Elected leaders in Portland and South Portland will be asked Wednesday to finalize deals to create the state’s two largest municipal solar farms.

The votes, however, come on the heels of an outside review of ReVision Energy’s proposal that raises the possibility that the projects, under certain conditions, could be financial losses instead of moneymakers.

Officials in both cities, who have been working together for more than a year with ReVision, a Portland-based renewable energy company, downplayed the likelihood that the worst-case scenario would play out, arguing that moving toward locally produced, clean, renewable energy is worth the risk.

Portland Mayor Ethan Strimling said he strongly supports the project, even though “the financials are not as strong as originally presented.”

“The goal is to reduce our carbon footprint,” Strimling said. “By having City Hall completely powered by the sun, we are achieving that goal and we’re sending a powerful message. We will walk the walk.”

ReVision originally predicted that each city would make money after 10 years and potentially make $3 million over the 40-year life of the project. But an outside review by California-based Strategen Consulting said that a worst-case scenario could cost Portland more than $400,000 over the next 26 years and cost South Portland more than $433,000.


Portland and South Portland are partnering on the plan in order to reduce costs, so both city councils would have to approve the plan for it to move forward. ReVision would build arrays because as a for-profit company it’s eligible for federal tax credits, unlike nonprofit municipalities.

The arrays could potentially save each city money in the long run, since they would be generating their own power, instead of purchasing it from the grid.

The third-party review was suggested by Portland City Manager Jon Jennings and the communities split the $8,000 cost evenly.

South Portland Mayor Patti Smith said she expects the council will approve the deal Wednesday, since generating solar energy has been a longstanding goal for the community. She said the worst-case scenario is simply part of due diligence rather than a likely outcome.

“It’s important to know the extremes of an issue and a partnership,” Smith said. “I don’t think we’ll be on either end. We will be … in the middle.”

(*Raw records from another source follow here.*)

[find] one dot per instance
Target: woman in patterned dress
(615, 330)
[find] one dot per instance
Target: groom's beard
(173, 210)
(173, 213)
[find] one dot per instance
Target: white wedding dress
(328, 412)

Each community would install nearly 3,000 solar panels on closed landfills on Highland Avenue in South Portland and Ocean Avenue in Portland that would each generate 1.2 million kilowatt-hours of energy a year. That’s enough to produce 12 percent of the energy used in South Portland’s municipal and school buildings and about 3 percent of Portland’s, or roughly enough to power City Hall and Merrill Auditorium for a year.

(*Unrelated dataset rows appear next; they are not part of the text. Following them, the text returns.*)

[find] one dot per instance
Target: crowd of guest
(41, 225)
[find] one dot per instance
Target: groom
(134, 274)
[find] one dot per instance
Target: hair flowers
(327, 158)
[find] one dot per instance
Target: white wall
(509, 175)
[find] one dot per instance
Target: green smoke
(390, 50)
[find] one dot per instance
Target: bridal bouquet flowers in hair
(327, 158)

Each community would purchase the electricity from ReVision at rates higher than traditional pricing for the first six years, before being able to buy the equipment outright for nearly $1.6 million. South Portland would pay an additional $31,000 annually in electrical costs over that initial six-year period and Portland an additional $25,000 annually. Portland would have to pay an additional $50,000 to connect the solar farm to the grid.

“There’s never a decision we make that doesn’t have some risk,” said Portland City Councilor Spencer Thibodeau, who chairs the Sustainability and Transportation Committee. “Notwithstanding that small risk, the upside is much larger for the city as a whole.”

The worst-case scenario by Strategen assumes that electricity rates will remain low, growing at only 0.5 percent a year. The median case assumes 2 percent growth and the best-case assumes 3 percent growth.

The worse-case scenario also assumes that the equipment would degrade faster, be more costly to replace, and be more expensive to operate and maintain.

Another factor is the replacement schedule for the inverters, which are used to pump solar energy onto the electrical grid. ReVision originally estimated inverters would need to be replaced in 20 years, whereas Strategen estimated they’d need to be replaced every 10 years. Fortunat Mueller, co-founder and managing partner of ReVision Energy, said the firm has offered both cities a 15-year warranty on their inverters at no cost. He also said ReVision uses only premium parts. “As a result, we don’t tend to see premature equipment failure and the resulting unexpected operating expense,” he said.

A baseline, or median, scenario by Strategen shows Portland making a little over $50,000 over the first 26 years if current regulations remain in place and more than $136,800 if the Maine Public Utilities Commission adopts more solar-friendly policies. Baseline estimates for South Portland were $26,600 and $410,000, respectively.


Best-case scenarios showed Portland making $521,400 under current regulations and $574,000 if the PUC changed its policies. For South Portland, those gains were $491,500 and $941,000, respectively.

South Portland Sustainability Coordinator Julie Rosenbach said she is confident the worst-case scenario would not come to fruition. Instead, she pointed to Strategen’s baseline and best-case estimates showing both South Portland and Portland breaking even or even making money over 26 years.

“I think what we’re going to be is close to the baseline case, at least for South Portland,” Rosenbach said.

Portland’s sustainability coordinator agreed.

“I don’t think the worst-case scenario is the likely outcome,” Troy Moon said.